Who can grant you permission to experiment on yourself?

When Swedish engineer Sara Riggare was diagnosed with Parkinson’s disease aged 32, she did not just accept her doctor’s advice – after all, she only saw him for approximately 1 hour annually and was responsible for her own self-care for the remaining 8765 hours. She enrolled herself for a PhD in Parkinson’s disease at the Karolinska Institute and put her training to use. Sara devised objective and quantitative measures of how her dopaminergic system was functioning and interacting with her medications using smartphone technology to measure her finger tapping speed [12]. She has published peer-reviewed studies, including a survey of Swedish Parkinson’s patients on how they self-manage [13] and an N-of-1 study using nicotine through an electronic cigarette to modulate symptoms and side effects [14]. Sara’s pioneering work is interesting enough that she has even been a featured ‘exhibit’ at the British Science Museum and a celebrated inspiration to patients and researchers alike; yet, 6 years after starting her doctoral program, she hit an unexpected roadblock. Because she had neither sought nor been granted ethical approval to experiment on herself, the doctoral dissertation committee declined her application to defend her PhD thesis (http://www.riggare.se/2018/09/16/ethics-and-phd/#more-1979). In practice, her studies had merely involved tapping her smartphone over a few days and smoking an e-cigarette, both of her own volition.
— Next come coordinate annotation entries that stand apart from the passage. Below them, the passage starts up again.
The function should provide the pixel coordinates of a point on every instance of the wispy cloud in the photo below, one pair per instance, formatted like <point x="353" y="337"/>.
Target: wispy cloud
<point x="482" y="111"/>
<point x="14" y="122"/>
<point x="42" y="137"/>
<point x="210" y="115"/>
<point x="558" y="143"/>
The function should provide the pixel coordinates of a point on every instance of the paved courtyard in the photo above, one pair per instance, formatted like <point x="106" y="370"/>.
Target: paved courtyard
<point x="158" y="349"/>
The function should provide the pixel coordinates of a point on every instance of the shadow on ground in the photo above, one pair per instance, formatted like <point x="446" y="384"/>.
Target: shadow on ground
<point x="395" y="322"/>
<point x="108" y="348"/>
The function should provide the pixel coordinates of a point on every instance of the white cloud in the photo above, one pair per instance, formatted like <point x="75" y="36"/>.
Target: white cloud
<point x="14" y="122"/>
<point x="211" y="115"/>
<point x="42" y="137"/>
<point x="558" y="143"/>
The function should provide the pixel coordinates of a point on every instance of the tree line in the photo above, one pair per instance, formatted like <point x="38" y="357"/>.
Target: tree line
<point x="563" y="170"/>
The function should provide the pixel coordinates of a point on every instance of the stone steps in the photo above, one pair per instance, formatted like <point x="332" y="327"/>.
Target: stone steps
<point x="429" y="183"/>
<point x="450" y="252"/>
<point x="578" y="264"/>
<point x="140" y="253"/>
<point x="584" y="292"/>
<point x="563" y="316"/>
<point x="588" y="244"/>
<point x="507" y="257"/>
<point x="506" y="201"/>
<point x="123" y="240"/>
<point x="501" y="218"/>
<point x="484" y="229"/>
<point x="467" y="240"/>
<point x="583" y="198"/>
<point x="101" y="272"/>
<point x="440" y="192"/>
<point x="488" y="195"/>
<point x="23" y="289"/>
Whereas ethical standards were constructed on a national level and centered around medical and educational institutions, the self-studying patient violated many of these assumptions. In one study, Sara tested her tapping speed while on an airplane crossing international waters – could Swedish law still apply? Such ‘edge cases’ are essential in adapting our existing frameworks while being cautious not to erode key protections for potentially vulnerable people [15].

Hacking diabetes

However, participant-led research does not just end with a published peer-reviewed journal article. In 2014, a ground-breaking initiative was led by people living with diabetes in conjunction with parents of children living with the condition. They united under the hashtag #WeAreNotWaiting and used their technical abilities to construct new ‘open loop’ systems – out of jury-rigged configurations – in their continuous glucose monitors, s-martphones, wearable devices, and older insulin pumps hacked to receive instructions from crowd-sourced software code [16]. While early results have been positive, including a high degree of safety and an impressive effect on HbA1c levels among this self-selecting group, the regulatory issues have been understandably complex [17]. The US Food and Drug Administration has engaged with the Nightscout group and so long as patients are building their own systems, rather than distributing them for commercial use, they appear exempt from regulation [17]. While it might be safer for an experienced builder to construct a closed loop system for another patient, this would bring with it unbearable liability and risk [18]. Thus, worldwide, small teams of people meet for ‘DIY build parties’ to discuss checklists and construct their own open loop systems. Once online, people share their experiences, data, and code to facilitate others to participate (https://www.diabettech.com/).

Conclusions

The history of medicine encompasses much praise for doctors and scientists who experimented on themselves – Dr. Werner Forssmann won the Nobel prize after performing the first heart catheterization procedure on himself, and Dr. Barry Marshall won the prize for giving himself a stomach ulcer by swallowing a petri dish full of bacteria (https://scienceofparkinsons.com/2017/10/30/one/#more-47943). Perhaps it is not so farfetched to think that in the next 15 years we might see a patient with no formal scientific or medical training win a Nobel prize for insights that arose from studying themselves and their peers. Perhaps one day the mantra will be “Patient, cure thyself”.